Traditionally, the family Campulidae has been associated either
with
the family Fasciolidae, parasites of ruminants, or the
Acanthocolpidae, parasites of fishes, based on morphological similarities.
Since morphology does not seem to resolve
clearly the problem of the relationships of campulids, we have used the
sequences of the 18S rRNA gene of the campulids
Zalophotrema hepaticum, Campula oblonga and
Nasitrema globicephalae, the fasciolid Fasciola hepatica,
the acanthocolpid
Stephanostomum baccatum and the outgroup Schistosoma mansoni
to infer a phylogeny. Maximum parsimony and neighbour-joining
methods were applied. Both methods indicated that campulids are closer
to
acanthocolpids than fasciolids.
In order to confirm this relationship, we generated a second phylogeny
using all the partial sequences of the 18S published
for trematodes: Lobatostoma manteri, Echinostoma caproni,
Calicophoron calicophorum, Tetracerasta blepta, Gyliauchen
sp.
and Opistorchis viverrini, plus those mentioned above, and
Dicrocoelium dendriticum. The aspidogastrean L. manteri
was
used as the outgroup. Results were identical to the first analysis.
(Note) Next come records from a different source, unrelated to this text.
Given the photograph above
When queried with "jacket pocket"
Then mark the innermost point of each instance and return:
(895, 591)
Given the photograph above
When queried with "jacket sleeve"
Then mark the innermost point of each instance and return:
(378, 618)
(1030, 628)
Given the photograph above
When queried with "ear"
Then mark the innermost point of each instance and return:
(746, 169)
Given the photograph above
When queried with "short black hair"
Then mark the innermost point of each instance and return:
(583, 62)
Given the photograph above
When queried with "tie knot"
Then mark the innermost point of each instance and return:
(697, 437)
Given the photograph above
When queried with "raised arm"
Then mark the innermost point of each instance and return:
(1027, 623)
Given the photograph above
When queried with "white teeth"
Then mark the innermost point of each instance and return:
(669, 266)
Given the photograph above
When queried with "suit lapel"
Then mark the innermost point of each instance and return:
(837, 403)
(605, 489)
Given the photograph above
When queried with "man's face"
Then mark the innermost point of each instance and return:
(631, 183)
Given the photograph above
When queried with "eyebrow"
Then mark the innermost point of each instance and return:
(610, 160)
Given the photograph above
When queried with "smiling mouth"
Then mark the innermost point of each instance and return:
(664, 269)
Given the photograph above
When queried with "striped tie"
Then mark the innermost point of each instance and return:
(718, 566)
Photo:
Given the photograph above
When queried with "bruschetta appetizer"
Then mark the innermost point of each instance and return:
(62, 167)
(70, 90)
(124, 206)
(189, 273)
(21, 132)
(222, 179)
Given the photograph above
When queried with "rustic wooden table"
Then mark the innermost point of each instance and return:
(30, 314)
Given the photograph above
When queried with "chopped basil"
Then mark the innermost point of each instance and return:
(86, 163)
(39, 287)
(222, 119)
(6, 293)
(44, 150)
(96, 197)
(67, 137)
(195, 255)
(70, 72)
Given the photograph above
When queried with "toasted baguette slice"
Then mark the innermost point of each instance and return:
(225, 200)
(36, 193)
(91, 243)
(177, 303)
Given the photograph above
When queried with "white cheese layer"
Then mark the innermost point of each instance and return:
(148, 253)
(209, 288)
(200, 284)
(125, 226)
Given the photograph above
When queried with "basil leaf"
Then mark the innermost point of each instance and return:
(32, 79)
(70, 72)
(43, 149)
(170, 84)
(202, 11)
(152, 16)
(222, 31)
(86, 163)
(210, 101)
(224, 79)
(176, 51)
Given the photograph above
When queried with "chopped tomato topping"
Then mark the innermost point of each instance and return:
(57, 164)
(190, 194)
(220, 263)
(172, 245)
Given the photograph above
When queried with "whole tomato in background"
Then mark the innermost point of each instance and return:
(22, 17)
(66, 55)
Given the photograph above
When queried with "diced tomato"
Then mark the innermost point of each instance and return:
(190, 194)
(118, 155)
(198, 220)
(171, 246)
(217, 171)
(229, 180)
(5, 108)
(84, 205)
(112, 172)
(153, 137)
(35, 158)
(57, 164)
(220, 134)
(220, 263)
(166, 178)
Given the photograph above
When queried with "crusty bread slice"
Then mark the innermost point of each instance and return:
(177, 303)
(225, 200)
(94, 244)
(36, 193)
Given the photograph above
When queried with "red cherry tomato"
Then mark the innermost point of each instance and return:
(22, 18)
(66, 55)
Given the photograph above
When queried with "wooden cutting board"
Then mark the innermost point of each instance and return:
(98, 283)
According to this and the most recent Digenean phylogeny,
which considers campulids and acanthocolpids as sister groups, we
suggest that a common origin for these 2 groups would
imply a host-switching process. The life-cycle of acanthocolpids
includes marine gastropods as first intermediate hosts,
and fishes as second intermediate and definitive hosts. In this
context, the hypothesis would be that trematodes whose
cycle ended in fishes were able to switch to mammalian hosts.